Community, voice and participation

Voice, participation and community engagement are essential to ensuring delivery of appropriate and effective health services for women and girls in low-income urban settlements. There are numerous examples from the case studies where participatory engagement has been integral to improving health services and delivery. The Philani Mentor Mothers Programme – a maternal mental health intervention in low-income urban settlements in Cape Town, South Africa – recruited mentor mothers, acknowledging that resident women with thriving children are best placed to be trained to deliver services to other women in their community. Similarly, in the intervention to address NCDs in Khayelitsha, the community were involved from conception through to delivery.

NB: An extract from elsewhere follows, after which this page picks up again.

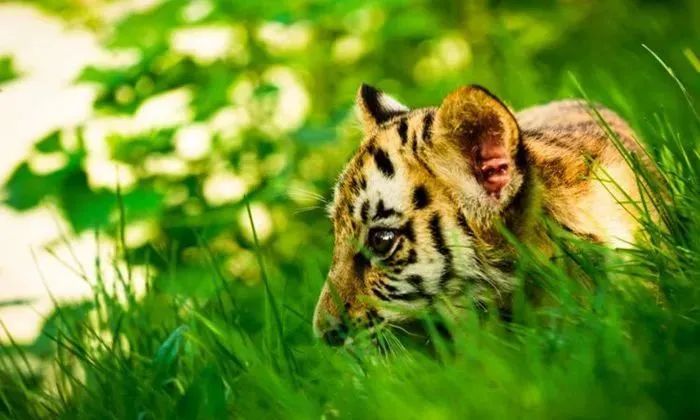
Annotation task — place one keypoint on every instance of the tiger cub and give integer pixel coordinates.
(417, 213)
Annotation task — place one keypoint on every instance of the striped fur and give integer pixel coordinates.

CHWs and the wider community requested the intervention, informed it (through a community mapping exercise) and participated in activities (fun walks, health club, etc.). As part of the Community Led Total Sanitation (CLTS) initiative in Kalyani, India, women living in low-income urban settlements played a lead role in making Kalyani open defecation-free (ODF). This was the first time they were included in decision-making processes both at home and in the community, and they felt that they had finally found their voice. 

Before CLTS was implemented in Kalyani, the municipality played a limited role in the welfare of low-income urban settlements and provided no institutional commitment or resources. However, the municipality chairperson played a key role in driving the process and supporting the community to successfully make their town ODF. As a result of the community’s success in improving their sanitation status, the municipality received national recognition and now pays more attention to the needs of those living in the low-income urban settlements. Engagement with and buy-in of local community leaders was an important element that strengthened the impact of the Philani, NCD and CLTS interventions. 

Local women were active agents of change in these community interventions. But more often, voices of women living in low-income urban settlements are silenced and there exist many barriers to their participation in high level health-decision-making. Despite inheritance and marital homestead being determined by the maternal line in Khasi society in Meghalaya, India, women are excluded from political participation in many ways. There are limited, if any, procedural mechanisms for community participation in policy development and the prioritisation of health needs. This, coupled with the culture of silence around SRHR in Kahasi society, makes it challenging for women to discuss or inform decision-making on SRH. 

Where official channels for political engagement do exist and where governments recognise the importance of public participation in informing policy, this does not always translate to women being able to engage in decision-making around issues that affect their health. In Kenya, the new constitution encourages and emphasises public participation, and devolution (introduced in 2013) should support this, with appropriate civic education programmes for citizens. However, so far there has been low public engagement in decision-making and governance, and, as one health-care professional stated, ‘here in Kenya, policies are made by leaders, and not beneficiaries. Leaders make policies that favour them.’ Women and girls living in low-income urban settlements face both internal and external barriers to political participation through not knowing how the political systems works, a lack of confidence and knowledge about how to engage policymakers, a lack of time and income, and other competing priorities. 

Policy recommendations

The active involvement of communities, the buy-in of local leaders and the genuine ability of women to engage and participate in decision-making processes are essential to ensuring women’s and girls’ access to appropriate and effective health services in low-income urban settlements. 

Policymakers, governments and others involved in the implementation of interventions should:

  • Focus on community involvement in interventions, including engaging men, and should see the urban poor as change agents and not just passive recipients of interventions and policy pronouncements.
  • Learn from and build on the many successful community-based approaches that exist. Care should be taken to ensure genuine gender inclusivity and to avoid tokenistic references to women’s participation within government and state policy processes.